Москва  -  DJ Smash & Винтаж (Vintage)  Combination of two well known dance acts

Я тебя тоже нет (Je T'aime)  -  Ева Польна (Eva Polna)  Popular female pop singer

Всё решено  -  Elvira T  Another popular female pop singer

Спектакль окончен  -  Полина Гагарина (Paulina Gagarina)

Так не бывает - Дима Билан (Dima Bilan)  Currently the most famous male singer in Russia

Вы ше - Нюша (Nyusha)  One of Russia's most successful female singers

Хорошая песня - Митя Фомин (Mitya Fomin)  Male singer of more alternative styles of pop

Bсё хорошо - Марк Тишман (Mark Tishman)  Recently popular Russian male pop singer

Лабиринт - Дискотека Авария (Diskoteka Avariya)  One of the pioneers of Russian house music

Ты мой герой - Инфинити (Infinity)  Russian dance act

Реальная жизнь - Вера Брежнева (Vera Brezhneva)  Ukrainian singer who is very famous in Russia

Кареглазая - Фактор 2 (Faktor 2)  Russian hip-hop duo currently based in Germany

Просто любовь - Любэ (Lyube)  Russian rock band that dates back quite a while now

 

 

 

 

 

 

 

 

STEP EIGHT:  SPORT

APPRECIATING SPORTS AND HOBBIES THAT THE LOCALS ARE INTERESTED IN

 

 

Sport (like music and food) is an integral part of culture that often defines a society. Understanding what entertains the native speakers, whether it’s a traditional game or a pastime that has been handed down for hundreds of years, is an important part of learning the language and the culture behind it. In this part of the world, football (soccer) is popular but due to the climatic conditions of most regions where Russian is spoken, other sports such as ice hockey and ice skating are enjoyed. Here’s a clip of a Russian boy who’s quite good on his skates. 

 

 

 

STEP NINE:  FILM

WATCHING MOVIES IN THE LOCAL LANGUAGE

 

The Russian film industry is not as large as some other linguistic regions but it is still a huge industry and each year, several blockbusters are released to the general public. Moscow is, by far, the centre of the movie making world for Russian film.  It’s important to try to watch these movies without subtitles in another language as that will slow down the process. Try to watch them with Russian subtitles or no subtitles at all, and little by little, you’ll start to understand the gist of each situation. Here’s a list of some recent releases.

 

 

 

Returning to the A / Возвращение в «А»  -  story about 2 Kazakh soldiers in Afghanistan

Burnt by the Sun 2 / Утомлённые солнцем 2  -  the sequel to the original World War 2 action movie (Russia’s biggest budget movie ever)

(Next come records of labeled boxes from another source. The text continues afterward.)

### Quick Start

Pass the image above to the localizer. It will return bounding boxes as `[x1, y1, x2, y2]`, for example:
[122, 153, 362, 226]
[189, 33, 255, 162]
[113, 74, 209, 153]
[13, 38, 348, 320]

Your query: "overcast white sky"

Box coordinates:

The Edge /  Край  -  Russian war movie set on a runaway train

Strayed / Заблудившийся  -  Kazakh thriller set in a remote part of Kazakhstan 

Ward Number 6 / Палата № 6  -  Russian movie set in a mental asylum where three patients plan a trip 

Mermaid / Русалка  -  story about a girl who can make wishes come true and who travels to Moscow

12  -  a jury of twelve must decide the fate of a Chechen boy who has been accused of murder 

9th Company / 9 Рота -  Russian war movie about Afghanistan

The Return / Возвращение  -  Russian drama about two boys whose father suddenly returns

Tulpan / Тюльпан  -  story about a young Kazakh man who must find a wife (dialogue also in Kazakh)

 

 

STEP TEN:  PEOPLE

SKYPE

 

Obviously it is through people that we will improve the language and there is no better way than communicating with native speakers. That might be slightly difficult if you’re in a place where there are few speakers of that language. In that case, it’s always a good idea to look for native speakers on websites for language exchange partners like these ones below.

 

The Mixxer   http://www.language-exchanges.org

My Language Exchange   http://www.mylanguageexchange.com

 

 

 

 

 

 

STEP ELEVEN:  WORK

UNDERSTANDING LOCAL WORK CULTURE

 

Working in the country where the language is spoken enables us to improve our vocabulary tremendously, provided we’re in a work environment where that language is spoken. Learning some work vocabulary also gives us a sense of worth and encourages us to stay longer in that country, if that is the intention. 

 

 

 

 

 

STEP TWELVE:  RELATIONSHIPS

HOW THESE SPEAKERS INTERACT

 

Sometimes we also need to understand the social problems associated with a particular language, even if it’s a rather uncomfortable topic. Quite often, the mass migration that occurs from east to west (usually from Central Asia to Eastern Russia) can cause conflicts between communities and this clip looks at a typical conflict between Russian police and Uzbek migrants.

 

 

 

 

Blog Stats

  • Total posts(12)
  • Total comments(3)

Forgot your password?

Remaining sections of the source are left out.